United Nations: A frequent target

The attack on the United Nations headquarters in Baghdad, which left nearly 20 dead, more than a 130 injured, and claimed the life of a senior official, was not the only attack on a UN target in recent months.

Mourning again: UN flag flies at half mast in New York

And the life of another top UN official has been claimed before by radicals from a Middle Eastern country – though it may surprise some to learn the offenders were Israelis.

An Iraqi driver for the UN was killed and a foreign worker were injured in July when their vehicle was hit by gunfire and crashed into a bus south of Baghdad. It was the first attack on the UN in Iraq since Saddam Hussein was toppled.

“This is, of course, an isolated incident in terms of the UN being targeted,” Ahmad Fawzi, a UN spokesman, told Reuters shortly after the attack.

But the record shows the UN’s numerous agencies, and the people who staff them, have often been targets. The victims range from armed peacekeepers and, quite frequently, unarmed personnel engaged in humanitarian or administrative work.

Dangerous missions

The UN police force in Kosovo suffered its first fatal attack early in August. An officer was shot and killed in a sniper ambush while driving towards the flashpoint Serb-dominated town of Mitrovica.

Three weeks earlier, unknown attackers hurled hand grenades at the offices of the International Fund for Agriculture Development (IFAD) and United Nations development programme (UNDP) in the northern Pakistani town of Chilas. One person was injured in what was the seventh such attack in the district.

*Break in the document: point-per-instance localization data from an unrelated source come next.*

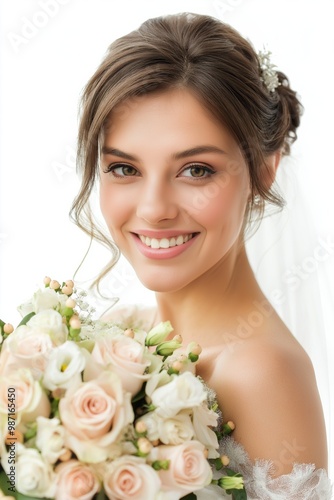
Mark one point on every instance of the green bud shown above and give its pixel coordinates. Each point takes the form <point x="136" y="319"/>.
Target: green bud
<point x="193" y="357"/>
<point x="167" y="348"/>
<point x="159" y="333"/>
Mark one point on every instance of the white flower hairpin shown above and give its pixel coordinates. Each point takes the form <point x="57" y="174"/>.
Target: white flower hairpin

In May, a UN sector commander was injured in a machete attack when the peacekeeping mission office was stormed by enraged mobs the Democratic Republic of Congo. Civilians and paramilitaries also used machine guns and grenades in the ethnically volatile town of Bunia.

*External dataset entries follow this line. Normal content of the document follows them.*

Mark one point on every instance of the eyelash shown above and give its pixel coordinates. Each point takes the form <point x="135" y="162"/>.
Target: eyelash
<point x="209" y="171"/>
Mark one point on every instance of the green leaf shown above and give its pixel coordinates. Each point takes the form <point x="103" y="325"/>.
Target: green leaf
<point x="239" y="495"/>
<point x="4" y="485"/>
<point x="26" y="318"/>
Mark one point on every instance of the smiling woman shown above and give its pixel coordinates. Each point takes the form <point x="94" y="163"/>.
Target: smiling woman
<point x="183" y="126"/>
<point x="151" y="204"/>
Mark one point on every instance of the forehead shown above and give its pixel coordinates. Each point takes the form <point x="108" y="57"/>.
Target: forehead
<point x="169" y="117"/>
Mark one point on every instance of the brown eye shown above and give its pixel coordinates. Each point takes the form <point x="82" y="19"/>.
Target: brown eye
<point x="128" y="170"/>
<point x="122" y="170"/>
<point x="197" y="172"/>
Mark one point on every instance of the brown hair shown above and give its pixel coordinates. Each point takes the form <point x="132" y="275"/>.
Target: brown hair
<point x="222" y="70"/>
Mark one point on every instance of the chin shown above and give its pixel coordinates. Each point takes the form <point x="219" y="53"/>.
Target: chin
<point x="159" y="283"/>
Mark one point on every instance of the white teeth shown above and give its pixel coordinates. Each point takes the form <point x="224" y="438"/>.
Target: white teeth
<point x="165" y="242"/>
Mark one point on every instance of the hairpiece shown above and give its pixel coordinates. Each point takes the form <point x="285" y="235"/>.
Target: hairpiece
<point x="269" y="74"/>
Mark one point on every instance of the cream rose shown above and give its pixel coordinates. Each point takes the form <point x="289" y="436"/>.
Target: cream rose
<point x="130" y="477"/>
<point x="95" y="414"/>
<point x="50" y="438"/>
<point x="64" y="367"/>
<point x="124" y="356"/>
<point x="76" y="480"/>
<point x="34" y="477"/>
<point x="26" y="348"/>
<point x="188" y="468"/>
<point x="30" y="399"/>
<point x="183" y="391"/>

This year has been no exception. At least eight UN personnel were killed and dozens wounded along the border separating east and west Timor between 1999 and 2002. The attacks were blamed on Indonesian militias opposed to East Timorese independence and what they saw as outside interference favouring the separatists. Most of the UN personnel killed were refugee agency staff.

Zionist radicals killed UN envoy Count Folke Bernadotte in1947
Zionist radicals killed UN envoy Count Folke Bernadotte in1947

Zionist radicals killed UN envoy
Count Folke Bernadotte in1947

The UN suffered serious losses in Africa in the late 1990s. In December 1998, UNITA rebels shot down a UN aircraft, which had been delivering logistical equipment to its forces in Angola. Fourteen people were on board, including 10 UN staff and four crew members.

The following month, a second UN aircraft was shot down, with four UN personnel and four crew members on board.

Qana massacre

But the most egregious assault on a UN position in recent years remains the Israeli shelling of its base at Qana, south Lebanon.

Israeli artillery pounded the site in April 1996, though Lebanese refuges, sheltering in what they thought would be a safe place, bore the brunt of the attack. More than a hundred civilians were slaughtered. 

Israel insisted it was aiming at Hizb Allah fighters operating in the area, and that its gunners had hit the UN base by mistake.

A UN investigation later concluded the base had been deliberately targeted by Israeli gunners. It noted that the trajectory of Israeli artillery shells indicated the gunners knew what they were hitting. UN personnel had also filmed an Israeli reconnaisance drone in the area, which the Israel initially denied had been present until the video evidence surfaced.

And Tuesday’s death of the UN’s special representative to Iraq also has a tragic precedent – again, at Israeli hands.

Envoy assassinated

In September 1947, Zionist extremists ambushed a convoy carrying Count Folke Bernadotte of Sweden in Jewish-controlled west Jerusalem. The 54-year-old UN mediator for Palestine was killed by six bullets fired at point blank range. A French officer sitting next to Bernadotte was also killed.

The assassins were members of the Stern Gang, whose leaders included Yitzhak Shamir, a future prime minister of Israel.

Bernadotte had angered Jewish zealots by suggesting all Jerusalem should be handed to Jordan, since the area around the city was Arab. Bernadotte later withdrew his proposal after much Zionist criticism and restated the original UN formula of internationalising Jerusalem. But the UN envoy’s fate had already been decided by Shamir’s gunmen.

Israel’s reluctance to prosecute the assassins earned Tel Aviv its first criticism from UN Security Council. And an official Swedish inquiry found Israel’s inquiry had been so lax that it cast doubt on its sincerity.

Israel reportedly paid the United Nations about $50,000 in 1950 as a form of compensation, without admitting responsibility for the murder.